Moreover, as the risk of sunbed use has also to be considered on the basis of each person’s skin type, many sunbeds or tanning facilities are equipped with a skin scanner system to assess the type and duration of tanning to suit consumers’ needs in a safe manner.
As safe sunbed use is critically dependent on the way the service is provided, various standards exist to guarantee that operators of professional UV indoor tanning facilities are properly trained to take clients’ characteristics into account and to provide all necessary information and guidance prior to any tanning session. You can find further information on the website of your country’s national association of the indoor tanning industry.
In order to avoid any risk of burns and to reduce the likelihood of damage to the skin due to long exposure, the EU adopted a mandatory standard in 2007 (EN 60335-2-27) limiting the irradiance of sunbeds to 0.3 W/m2. Put differently, a sunbed session shall have a maximum UV output that corresponds to the mid-day, Mediterranean sun (UV index of 12). EU rules on sunbeds are the strictest limits in the world.

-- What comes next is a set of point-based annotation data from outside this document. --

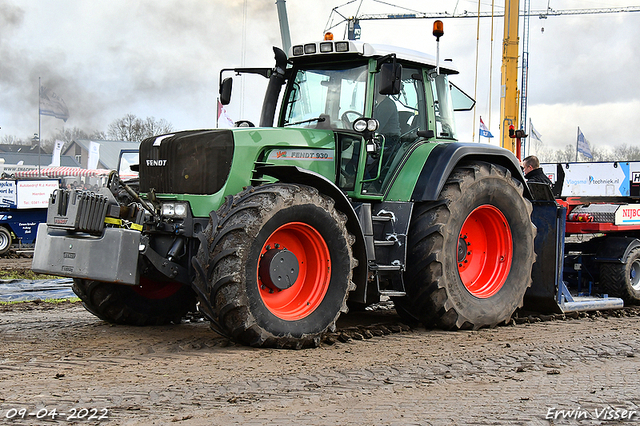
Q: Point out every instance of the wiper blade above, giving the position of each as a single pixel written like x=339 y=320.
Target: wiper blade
x=311 y=120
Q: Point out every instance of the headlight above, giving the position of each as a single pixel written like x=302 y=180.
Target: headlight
x=174 y=209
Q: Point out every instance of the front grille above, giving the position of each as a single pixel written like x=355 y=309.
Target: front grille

ESA actively cooperates with national and European authorities to define and implement operating standards in sunbed services across Europe. ESA and its members are the most vocal advocates of improved compliance. We call for more controls and we work hand-in-hand with the authorities to promote best practices.
The European Sunlight Association has cooperated with CENELEC (one of the main European standardization bodies) and the Austrian Standards Institute (ASI) to develop a new European Standard on training & service provision for sunbed operators. Its progressive implementation throughout Europe will ensure quality services by skilled and competent solarium staff specifically trained in the safety aspects of UV exposure.
ESA has also participated in the works of the Technical Committee on “Photobiology and Photochemistry” of the International Commission on Illumination (CIE). The Committee produced a report in 2011 addressing the issue of sensible exposure to solar ultraviolet (UV) radiation.
Finally, the Association promotes and supports research projects aiming at improving the scientific understanding of positive and negative effects of UV exposure, and helps disseminating its results.
Vitamin D, also called the sunshine vitamin, is important for human health and is mainly synthesised in the skin through sun exposure (UV B radiation). Depending on the latitude, between October and early March we don’t get enough vitamin D from sunlight. In this period other (artificial) sources such as sunbeds offer a great opportunity to maintain sufficient serum levels.
In small amounts, vitamin D can also absorbed through a number of food sources (fatty fish like salmon, liver and fortified food).